Is there an easy way to replace duplicate files with hardlinks?

I’m looking for an easy way (a command or series of commands, probably involving find) to find duplicate files in two directories, and replace the files in one directory with hardlinks of the files in the other directory.

Here’s the situation: This is a file server which multiple people store audio files on, each user having their own folder. Sometimes multiple people have copies of the exact same audio files. Right now, these are duplicates. I’d like to make it so they’re hardlinks, to save hard drive space.

Asked By: Josh

||

To find duplicate files you can use duff.
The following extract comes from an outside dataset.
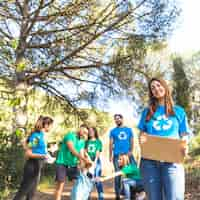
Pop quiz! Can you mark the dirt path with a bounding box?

Duff is a Unix command-line utility
for quickly finding duplicates in a
given set of files.

Simply run:

duff -r target-folder

To create hardlinks to those files automaticly, you will need to parse the output of duff with bash or some other scripting language.

Answered By: Stefan

Use the fdupes tool:

fdupes -r /path/to/folder gives you a list of duplicates in the directory (-r makes it recursive). The output looks like this:


filename1
filename2

filename3
filename4
filename5


with filename1 and filename2 being identical and filename3, filename4 and filename5 also being identical.

Answered By: tante

There is a perl script at http://cpansearch.perl.org/src/ANDK/Perl-Repository-APC-2.002/eg/trimtrees.pl which does exactly what you want:

Traverse all directories named on the
command line, compute MD5 checksums
and find files with identical MD5. IF
they are equal, do a real comparison
if they are really equal, replace the
second of two files with a hard link
to the first one.

Answered By: fschmitt

Since your main target is to save disk space, there is another solution: de-duplication (and probably compression) on file system level. Compared with the hard-link solution, it does not have the problem of inadvertently affecting other linked files.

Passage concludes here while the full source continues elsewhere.